If Metro does go fareless, it will be the first transit system in the world to do so. Kansas City, Miss., is the only U.S. city that currently offers free bus transit. Other U.S. cities, such as Salt Lake City, Portland and Denver, have only floated the idea of eliminating fares.

Metro officials said that a fareless system might ease the economic burden currently faced by low-income Angelenos whose finances have been impacted by the COVID-19 pandemic. A Metro customer survey revealed that the median household income of Metro bus riders is $17,975, and for rail riders, $27,723.

“LA Metro has a moral obligation to pursue a fareless system and help our region recover from both a once-in-a-lifetime pandemic and the devastating effects of the lack of affordability in the region.” Washington said in a statement released by Metro’s official blog. “Fare-free transit will help essential workers, moms and dads, students, seniors and riders with disabilities.”

Over the month of July 2020, Metro’s bus and rail system — which covers 1,433 square miles — facilitated more than 16 million rider trips. In the 2019 fiscal year, Metro expended $1.9 billion in operating costs while only collecting between $250 and 300 million in fares. Officials estimate that Metro’s 13 percent fare recovery ratio will only decline further in the coming years. Throughout the last decade, Metro has seen a steady decrease in bus ridership as Angelenos opt for driving themselves.
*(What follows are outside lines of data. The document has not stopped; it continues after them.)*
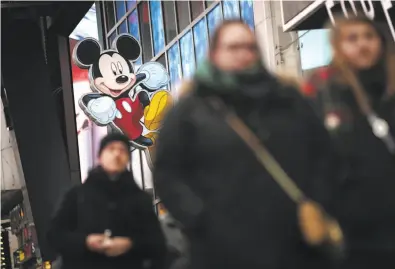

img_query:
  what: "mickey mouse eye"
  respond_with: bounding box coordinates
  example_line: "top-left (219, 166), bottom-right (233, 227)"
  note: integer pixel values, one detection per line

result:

In 2018, the transit agency launched the “Metro Vision 2028 Plan,” a strategic 10-year plan with the goal of expanding Metro’s accessibility and usability. While the possibility of a fareless transit system wasn’t explicitly mentioned in the original Vision 2028 summary, Metro officials said they have discussed the possibility of going fareless in conversations surrounding Measure M, the half-cent sales tax increase voted on in 2016 that funded the agency’s research into methods of reducing car traffic. In 2018, Washington told the Metro board of directors that enacting a toll on rush-hour drivers could fund free public transit in time for the 2028 Olympics.

On the same day as Metro’s announcement, Mayor Eric Garcetti tweeted in support of implementing a fareless system in 2021, calling it “an important step toward a more equitable and sustainable future.”

Washington likened a fareless Metro system to other programs typically funded by the public — such as firefighting, policing and infrastructure — that serve as “a public right and common good” capable of transforming L.A.’s social and economic landscape.